自動車業界は「通貨安誘導を制限する為替協定」(ユーサス氏)も求めている。日本勢が円安を背景に輸出攻勢をかけることを警戒する。ムニューシン氏は13日、日米が15日から始める貿易協定交渉で「為替も議題となり、協定には通貨切り下げを自制する為替条項を含めることになる」と述べた。

最大の争点は自動車の対米輸出の数量規制だ。景気や為替相場に左右されることなく、貿易赤字の拡大に歯止めをかけられる。世界貿易機関(WTO)ルールに違反する禁じ手だが、ライトハイザーUSTR代表が持ち出す可能性は高い。

USTRはカナダとメキシコに自動車の輸出数量規制をのませた。ライトハイザー氏がUSTR代表に登用されたのは「1980年代の対日鉄鋼協議で日本の輸出自主規制を実現した手腕が評価された」(トランプ陣営幹部)。韓国との交渉でも鉄鋼の数量規制を入れこむなど、対米輸出に上限をかける手法はライトハイザー氏の得意技だ。
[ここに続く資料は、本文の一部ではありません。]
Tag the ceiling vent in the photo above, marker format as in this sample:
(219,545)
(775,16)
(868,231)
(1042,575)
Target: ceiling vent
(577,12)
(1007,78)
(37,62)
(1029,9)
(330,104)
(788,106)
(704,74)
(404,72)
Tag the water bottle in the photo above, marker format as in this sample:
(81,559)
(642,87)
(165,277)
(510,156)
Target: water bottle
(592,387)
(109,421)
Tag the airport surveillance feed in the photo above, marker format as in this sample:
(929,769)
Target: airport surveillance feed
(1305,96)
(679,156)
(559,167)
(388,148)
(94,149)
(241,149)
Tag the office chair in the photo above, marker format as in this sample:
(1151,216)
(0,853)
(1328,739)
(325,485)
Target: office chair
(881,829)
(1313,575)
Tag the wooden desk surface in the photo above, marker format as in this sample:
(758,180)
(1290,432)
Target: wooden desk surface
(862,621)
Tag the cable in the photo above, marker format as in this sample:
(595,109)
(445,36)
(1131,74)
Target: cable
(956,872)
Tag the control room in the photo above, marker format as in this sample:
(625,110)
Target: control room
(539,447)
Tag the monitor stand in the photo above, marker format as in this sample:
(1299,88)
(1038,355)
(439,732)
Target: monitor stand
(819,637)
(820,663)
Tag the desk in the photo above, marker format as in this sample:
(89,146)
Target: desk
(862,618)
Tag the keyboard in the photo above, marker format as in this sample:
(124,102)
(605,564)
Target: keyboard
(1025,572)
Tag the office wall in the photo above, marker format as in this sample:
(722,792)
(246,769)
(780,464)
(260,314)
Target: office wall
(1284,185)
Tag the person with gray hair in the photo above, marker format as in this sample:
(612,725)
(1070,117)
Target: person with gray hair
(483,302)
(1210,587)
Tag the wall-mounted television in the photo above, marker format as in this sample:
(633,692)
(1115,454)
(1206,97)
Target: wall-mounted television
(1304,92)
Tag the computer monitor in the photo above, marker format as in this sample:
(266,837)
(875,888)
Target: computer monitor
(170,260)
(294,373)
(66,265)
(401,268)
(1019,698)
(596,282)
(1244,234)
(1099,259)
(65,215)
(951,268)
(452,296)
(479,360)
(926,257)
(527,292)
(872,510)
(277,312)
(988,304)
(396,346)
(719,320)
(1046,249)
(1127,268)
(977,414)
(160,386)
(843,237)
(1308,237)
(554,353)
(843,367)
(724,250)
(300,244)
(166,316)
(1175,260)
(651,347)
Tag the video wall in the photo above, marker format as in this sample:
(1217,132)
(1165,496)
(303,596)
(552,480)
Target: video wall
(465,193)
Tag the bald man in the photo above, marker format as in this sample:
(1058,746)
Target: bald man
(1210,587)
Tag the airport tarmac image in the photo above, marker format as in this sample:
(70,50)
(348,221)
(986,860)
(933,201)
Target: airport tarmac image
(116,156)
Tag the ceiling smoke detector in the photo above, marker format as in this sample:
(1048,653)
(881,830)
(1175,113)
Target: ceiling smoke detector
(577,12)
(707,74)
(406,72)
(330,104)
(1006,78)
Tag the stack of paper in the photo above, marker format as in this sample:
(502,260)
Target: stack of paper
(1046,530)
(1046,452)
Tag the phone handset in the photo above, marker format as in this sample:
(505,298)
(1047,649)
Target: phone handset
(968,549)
農畜産品でも「TPPと同等かそれ以上を求める」(パーデュー米農務長官)。米国産豚肉は日本の輸入全体の28.7%(2017年)にとどまり、シェアは10年間で12ポイントも下がった。米国を除くTPP11の発効でカナダ産の輸入が一段と増え、米国の危機感は強い。

「TPP11の発効が強い逆風となった。日米協定の早期締結が必要だ」。全米豚肉生産者協議会などの団体が優先するのは対日協議のスピード決着だ。パーデュー氏はライトハイザー氏に「農産品で(先行して)暫定合意を結ぶことを望んでいる」と伝えている。

薬価制度も火種となりそうだ。USTRは18年12月に公表した対日交渉での要求22項目の中に「医薬品や医療機器に公正な手続きを求める」と盛り込んだ。米経済団体の対日交渉トップは「薬価制度に切り込むことを表現した」と断じる。

米国ではがん治療薬などが極めて高額だ。ただ、日本は財政を圧迫する新薬の価格を下げやすくする制度に変えた。高額医薬品を日本でも販売したい米製薬会社は強く反発した。トランプ氏は米製薬会社に米国内での薬価引き下げを求める一方、貿易交渉を通じて海外で利益を上げやすくすると主張しており、日米協議での争点となる。